The Fifth Circuit US Court of Appeals has ruled in a case of first impression that a former shipyard electrician who developed mesothelioma can pursue state tort claims against his former employer because the suit is not preempted by federal workers’ compensation law.
The appeals court ruled Monday in favor of Ronald Barrosse, who worked for Huntington Ingalls Inc., formerly known as Avondale Industries Inc., from 1969 to 1977, and was diagnosed with mesothelioma in March 2020.
Mr. Barrosse filed a negligence suit in Louisiana court, but the company removed the case to US District Court because it involved injuries arising from work on a US Navy ship.
The company argued that state law negligence claims were preempted by the federal Longshore and Harbor Workers̵7; Compensation Act.

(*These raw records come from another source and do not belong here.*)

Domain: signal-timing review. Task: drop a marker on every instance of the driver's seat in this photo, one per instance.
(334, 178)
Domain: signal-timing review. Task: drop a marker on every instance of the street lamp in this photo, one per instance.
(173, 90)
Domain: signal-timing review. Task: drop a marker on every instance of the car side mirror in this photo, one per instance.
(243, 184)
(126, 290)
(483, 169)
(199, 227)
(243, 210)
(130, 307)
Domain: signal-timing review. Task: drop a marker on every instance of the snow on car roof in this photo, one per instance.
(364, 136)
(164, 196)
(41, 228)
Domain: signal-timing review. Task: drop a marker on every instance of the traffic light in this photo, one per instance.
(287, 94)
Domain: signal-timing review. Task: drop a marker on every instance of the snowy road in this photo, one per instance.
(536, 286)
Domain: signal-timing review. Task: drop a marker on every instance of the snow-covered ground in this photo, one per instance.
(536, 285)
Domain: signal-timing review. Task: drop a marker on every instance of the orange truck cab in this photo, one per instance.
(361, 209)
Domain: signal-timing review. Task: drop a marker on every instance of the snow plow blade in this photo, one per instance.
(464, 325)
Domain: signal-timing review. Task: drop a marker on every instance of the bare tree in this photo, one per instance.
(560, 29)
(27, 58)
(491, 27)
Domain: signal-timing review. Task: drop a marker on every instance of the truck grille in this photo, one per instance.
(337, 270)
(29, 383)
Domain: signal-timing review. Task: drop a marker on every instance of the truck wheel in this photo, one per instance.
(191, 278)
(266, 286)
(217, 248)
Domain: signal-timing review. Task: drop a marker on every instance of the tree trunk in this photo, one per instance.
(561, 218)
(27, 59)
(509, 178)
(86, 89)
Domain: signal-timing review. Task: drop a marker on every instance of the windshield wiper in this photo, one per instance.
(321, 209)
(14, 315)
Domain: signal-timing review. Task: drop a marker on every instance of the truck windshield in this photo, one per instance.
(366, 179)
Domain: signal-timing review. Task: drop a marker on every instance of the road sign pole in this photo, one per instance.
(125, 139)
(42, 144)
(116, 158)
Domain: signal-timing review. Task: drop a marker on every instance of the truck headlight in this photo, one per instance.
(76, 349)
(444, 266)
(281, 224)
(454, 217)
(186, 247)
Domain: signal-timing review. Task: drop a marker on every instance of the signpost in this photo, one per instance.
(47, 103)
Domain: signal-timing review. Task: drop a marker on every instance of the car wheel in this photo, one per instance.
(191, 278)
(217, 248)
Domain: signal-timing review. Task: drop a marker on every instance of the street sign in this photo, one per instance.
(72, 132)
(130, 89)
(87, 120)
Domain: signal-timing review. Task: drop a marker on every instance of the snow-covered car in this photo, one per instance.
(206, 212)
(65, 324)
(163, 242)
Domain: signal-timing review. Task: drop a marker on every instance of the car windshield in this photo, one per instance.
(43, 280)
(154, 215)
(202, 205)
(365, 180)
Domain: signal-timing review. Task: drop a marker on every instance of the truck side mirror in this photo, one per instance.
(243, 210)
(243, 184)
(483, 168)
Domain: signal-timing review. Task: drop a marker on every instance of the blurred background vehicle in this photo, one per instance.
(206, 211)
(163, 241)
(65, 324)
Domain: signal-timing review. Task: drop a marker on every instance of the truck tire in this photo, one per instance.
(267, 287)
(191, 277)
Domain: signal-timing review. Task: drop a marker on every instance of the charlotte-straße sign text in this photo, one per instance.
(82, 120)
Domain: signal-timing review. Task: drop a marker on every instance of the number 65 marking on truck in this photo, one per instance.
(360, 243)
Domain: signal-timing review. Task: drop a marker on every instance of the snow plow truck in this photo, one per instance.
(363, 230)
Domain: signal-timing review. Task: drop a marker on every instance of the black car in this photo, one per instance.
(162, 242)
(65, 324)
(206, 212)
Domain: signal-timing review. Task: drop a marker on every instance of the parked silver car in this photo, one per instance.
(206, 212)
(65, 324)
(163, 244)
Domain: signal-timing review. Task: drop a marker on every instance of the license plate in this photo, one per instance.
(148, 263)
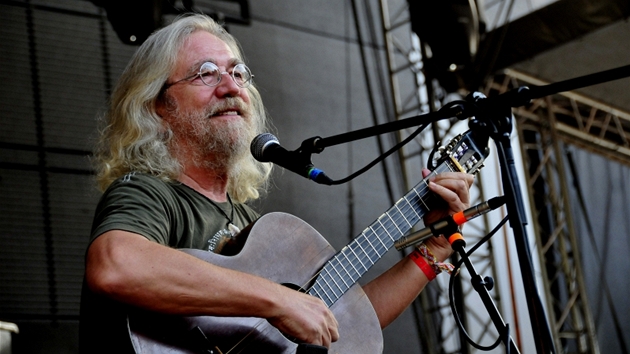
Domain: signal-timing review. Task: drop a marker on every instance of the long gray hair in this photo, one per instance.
(134, 138)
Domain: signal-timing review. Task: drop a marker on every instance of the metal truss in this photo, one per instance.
(543, 126)
(412, 94)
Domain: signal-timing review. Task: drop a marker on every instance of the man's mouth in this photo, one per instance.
(226, 113)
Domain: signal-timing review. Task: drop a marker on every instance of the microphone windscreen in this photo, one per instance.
(260, 142)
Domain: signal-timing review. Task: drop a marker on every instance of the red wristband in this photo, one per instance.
(421, 262)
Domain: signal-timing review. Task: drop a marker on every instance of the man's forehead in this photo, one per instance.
(201, 47)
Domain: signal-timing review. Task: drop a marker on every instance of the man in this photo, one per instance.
(175, 163)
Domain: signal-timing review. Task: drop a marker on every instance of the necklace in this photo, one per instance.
(233, 229)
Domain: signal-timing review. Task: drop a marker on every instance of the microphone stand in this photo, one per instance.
(493, 119)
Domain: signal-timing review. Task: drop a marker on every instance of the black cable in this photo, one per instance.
(381, 157)
(451, 293)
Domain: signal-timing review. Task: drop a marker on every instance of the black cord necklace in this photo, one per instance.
(230, 224)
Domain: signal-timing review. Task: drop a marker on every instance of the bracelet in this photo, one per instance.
(437, 266)
(422, 263)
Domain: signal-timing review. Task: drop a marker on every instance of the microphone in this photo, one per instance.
(450, 224)
(266, 148)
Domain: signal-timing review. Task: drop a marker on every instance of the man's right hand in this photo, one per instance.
(306, 318)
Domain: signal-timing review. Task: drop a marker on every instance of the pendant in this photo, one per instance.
(234, 230)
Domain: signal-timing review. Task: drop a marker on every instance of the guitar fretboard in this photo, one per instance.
(345, 268)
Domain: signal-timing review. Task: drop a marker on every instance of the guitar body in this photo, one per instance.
(283, 249)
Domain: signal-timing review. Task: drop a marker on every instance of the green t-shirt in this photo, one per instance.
(172, 214)
(168, 213)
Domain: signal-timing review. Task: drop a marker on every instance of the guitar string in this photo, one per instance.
(424, 184)
(395, 219)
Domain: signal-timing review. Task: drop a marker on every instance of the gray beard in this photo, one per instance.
(214, 144)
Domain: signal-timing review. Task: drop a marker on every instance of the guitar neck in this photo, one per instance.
(345, 268)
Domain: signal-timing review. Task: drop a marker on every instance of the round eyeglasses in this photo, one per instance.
(211, 75)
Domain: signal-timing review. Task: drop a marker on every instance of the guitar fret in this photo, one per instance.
(358, 259)
(370, 242)
(327, 273)
(335, 281)
(403, 215)
(364, 252)
(342, 279)
(396, 226)
(379, 240)
(345, 255)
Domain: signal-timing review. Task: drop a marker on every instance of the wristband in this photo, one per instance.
(421, 262)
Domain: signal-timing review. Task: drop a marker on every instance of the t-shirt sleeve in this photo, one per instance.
(135, 203)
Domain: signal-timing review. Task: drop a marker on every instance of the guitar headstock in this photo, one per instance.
(464, 152)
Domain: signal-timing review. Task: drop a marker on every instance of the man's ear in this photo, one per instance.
(160, 106)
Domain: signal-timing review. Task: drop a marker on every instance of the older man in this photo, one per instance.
(175, 166)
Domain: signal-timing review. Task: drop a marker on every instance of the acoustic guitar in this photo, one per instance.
(286, 250)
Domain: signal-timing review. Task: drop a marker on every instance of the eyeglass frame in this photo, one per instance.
(231, 74)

The appeal centered on “twilight zones” created by US Supreme Court precedent involving cases where there is ambiguity as to whether an injured maritime worker can receive compensation through federal or state law.
The court said mesothelioma was not a compensable injury in Louisiana until 1975, and the state considers mesothelioma injuries to occur at the time of exposure, not manifestation.
Mr. Barrosse did not have a state compensable injury and his only remedy was an action for damages, the court wrote.
The court said that because mesothelioma was previously not compensable under state law, Barrosse was allowed to pursue his claim as a tort action, because federal shipping law supplements, and does not supersede, state law.